Tomando café, después de almuerzo, tuve un pequeño momento de nostalgia futura para cuando el mundo vuelva a «funcionar» y esos momentos de intimidad ligera se nos desvanezcan de nuevo entre el tráfico. Mala costumbre esa de arruinar el ahora por su posible desaparición mañana. Lo cierto es que, de todo lo que hacemos, tenemos un número finito. De lo bueno y de lo malo. Es la verdad de la muerte, que nos va quitando días sin parar una sola vez a considerar que tal vez necesitemos otro para darnos cuenta que sólo ése nos queda.
Apreciar el trago de agua fresca que nos quita la sed toma un cierto ejercicio de estar presentes que a veces da pereza hacer. Es más fácil dejarse rebasar por la existencia de todos los días. Como cualquier hábito, hay que instalar una cierta atención y decidir continuar haciéndolo todos los días, hasta con las cosas pequeñas.

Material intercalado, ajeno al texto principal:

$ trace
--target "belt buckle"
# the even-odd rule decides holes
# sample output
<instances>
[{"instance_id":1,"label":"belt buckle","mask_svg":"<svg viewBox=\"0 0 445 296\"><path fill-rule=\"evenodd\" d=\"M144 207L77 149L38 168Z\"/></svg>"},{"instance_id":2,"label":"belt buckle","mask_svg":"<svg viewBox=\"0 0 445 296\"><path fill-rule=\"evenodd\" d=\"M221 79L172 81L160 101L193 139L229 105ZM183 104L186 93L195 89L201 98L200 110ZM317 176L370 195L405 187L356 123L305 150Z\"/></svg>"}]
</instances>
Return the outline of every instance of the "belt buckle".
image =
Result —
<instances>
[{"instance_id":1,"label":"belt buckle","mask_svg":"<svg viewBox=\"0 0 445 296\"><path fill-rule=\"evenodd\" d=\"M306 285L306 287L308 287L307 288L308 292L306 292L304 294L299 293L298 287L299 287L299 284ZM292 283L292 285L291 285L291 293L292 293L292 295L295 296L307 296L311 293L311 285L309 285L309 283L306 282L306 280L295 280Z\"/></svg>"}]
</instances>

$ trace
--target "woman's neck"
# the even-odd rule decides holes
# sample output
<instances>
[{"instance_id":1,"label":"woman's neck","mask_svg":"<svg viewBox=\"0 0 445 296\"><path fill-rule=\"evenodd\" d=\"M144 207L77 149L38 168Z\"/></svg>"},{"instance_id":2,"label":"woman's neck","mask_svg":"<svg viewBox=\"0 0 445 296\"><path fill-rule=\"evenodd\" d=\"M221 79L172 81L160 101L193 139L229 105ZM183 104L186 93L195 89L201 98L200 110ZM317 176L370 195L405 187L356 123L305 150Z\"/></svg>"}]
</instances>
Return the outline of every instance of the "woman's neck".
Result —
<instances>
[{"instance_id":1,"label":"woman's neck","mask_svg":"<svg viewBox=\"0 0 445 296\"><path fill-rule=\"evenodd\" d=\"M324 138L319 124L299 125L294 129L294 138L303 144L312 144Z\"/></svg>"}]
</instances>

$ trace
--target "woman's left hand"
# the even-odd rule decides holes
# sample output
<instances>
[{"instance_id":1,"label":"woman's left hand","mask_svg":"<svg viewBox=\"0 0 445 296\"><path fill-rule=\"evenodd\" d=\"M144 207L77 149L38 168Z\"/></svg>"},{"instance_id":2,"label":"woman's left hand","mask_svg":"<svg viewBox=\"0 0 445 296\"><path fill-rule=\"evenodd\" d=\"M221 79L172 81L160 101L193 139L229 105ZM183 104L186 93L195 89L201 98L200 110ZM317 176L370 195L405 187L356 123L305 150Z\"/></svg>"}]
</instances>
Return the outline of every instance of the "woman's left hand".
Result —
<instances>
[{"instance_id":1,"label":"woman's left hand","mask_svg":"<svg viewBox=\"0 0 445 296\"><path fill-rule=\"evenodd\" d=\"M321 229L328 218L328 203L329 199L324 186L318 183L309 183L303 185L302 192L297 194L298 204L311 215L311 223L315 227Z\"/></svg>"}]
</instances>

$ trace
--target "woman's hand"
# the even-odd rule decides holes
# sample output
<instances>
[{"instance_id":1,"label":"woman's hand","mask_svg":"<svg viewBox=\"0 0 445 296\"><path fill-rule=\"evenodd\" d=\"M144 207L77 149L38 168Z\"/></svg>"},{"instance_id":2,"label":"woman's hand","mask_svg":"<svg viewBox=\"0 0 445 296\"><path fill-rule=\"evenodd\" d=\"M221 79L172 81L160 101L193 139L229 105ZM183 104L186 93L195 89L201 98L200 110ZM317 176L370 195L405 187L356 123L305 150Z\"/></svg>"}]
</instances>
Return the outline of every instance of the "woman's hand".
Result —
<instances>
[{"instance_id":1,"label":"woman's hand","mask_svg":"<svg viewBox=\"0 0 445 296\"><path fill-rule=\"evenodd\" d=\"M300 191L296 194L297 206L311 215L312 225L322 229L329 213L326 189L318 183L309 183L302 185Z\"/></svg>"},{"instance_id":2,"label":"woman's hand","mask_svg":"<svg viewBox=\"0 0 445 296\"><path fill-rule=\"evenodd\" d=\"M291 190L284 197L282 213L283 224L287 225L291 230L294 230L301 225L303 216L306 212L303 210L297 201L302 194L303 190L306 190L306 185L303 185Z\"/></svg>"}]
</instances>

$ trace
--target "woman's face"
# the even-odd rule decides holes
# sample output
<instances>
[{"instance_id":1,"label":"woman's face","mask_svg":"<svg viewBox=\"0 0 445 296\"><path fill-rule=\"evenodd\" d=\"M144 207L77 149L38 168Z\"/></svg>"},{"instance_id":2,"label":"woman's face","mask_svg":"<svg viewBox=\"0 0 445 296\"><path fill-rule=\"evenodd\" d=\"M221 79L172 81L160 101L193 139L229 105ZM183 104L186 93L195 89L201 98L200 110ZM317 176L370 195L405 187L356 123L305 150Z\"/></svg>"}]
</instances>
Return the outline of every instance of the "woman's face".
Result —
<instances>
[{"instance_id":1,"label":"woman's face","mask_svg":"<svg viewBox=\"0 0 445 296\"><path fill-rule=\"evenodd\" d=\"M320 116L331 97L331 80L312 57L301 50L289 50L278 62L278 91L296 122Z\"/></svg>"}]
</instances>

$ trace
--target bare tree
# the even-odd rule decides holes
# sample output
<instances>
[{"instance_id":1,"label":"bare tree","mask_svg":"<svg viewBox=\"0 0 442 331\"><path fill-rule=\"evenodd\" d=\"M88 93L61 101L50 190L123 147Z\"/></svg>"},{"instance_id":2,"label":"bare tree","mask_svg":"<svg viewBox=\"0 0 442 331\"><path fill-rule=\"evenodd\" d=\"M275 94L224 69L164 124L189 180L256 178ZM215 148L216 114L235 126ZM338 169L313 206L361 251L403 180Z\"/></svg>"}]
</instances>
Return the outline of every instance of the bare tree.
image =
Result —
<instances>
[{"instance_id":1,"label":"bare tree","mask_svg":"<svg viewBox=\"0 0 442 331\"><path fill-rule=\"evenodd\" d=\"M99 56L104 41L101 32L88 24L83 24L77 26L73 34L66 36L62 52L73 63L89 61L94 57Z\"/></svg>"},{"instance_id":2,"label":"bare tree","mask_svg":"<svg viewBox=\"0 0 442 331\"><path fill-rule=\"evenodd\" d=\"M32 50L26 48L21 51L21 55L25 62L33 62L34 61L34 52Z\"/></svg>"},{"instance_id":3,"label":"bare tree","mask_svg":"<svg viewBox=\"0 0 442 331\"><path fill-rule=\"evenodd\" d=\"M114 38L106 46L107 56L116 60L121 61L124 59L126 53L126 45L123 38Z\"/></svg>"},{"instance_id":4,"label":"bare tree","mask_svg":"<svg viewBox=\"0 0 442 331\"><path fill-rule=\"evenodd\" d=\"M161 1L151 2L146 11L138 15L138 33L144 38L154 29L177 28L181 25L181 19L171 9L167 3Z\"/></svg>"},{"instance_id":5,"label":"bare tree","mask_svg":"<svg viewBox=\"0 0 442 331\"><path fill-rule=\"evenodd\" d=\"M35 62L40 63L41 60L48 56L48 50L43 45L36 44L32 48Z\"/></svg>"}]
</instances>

He encontrado dos formas de recuperar mi capacidad de asombro por la vida, la de un miércoles cualquiera a las cuatro de la tarde. Una, verla a través de los ojos de mis hijos, quienes están estrenándose en muchas cosas y que me ayudan a reconsiderar sus experiencias primeras. La segunda, considerar que pueda ser la última vez que haga lo que estoy haciendo. Cualquiera de las dos cosas me reenmarca (sí, palabra inventada) el momento y puedo disfrutarlo. Termino el día con pequeños cuadros muy vívidos que puedo archivar bajo «viví». No hay cosa mejor que pueda hacer.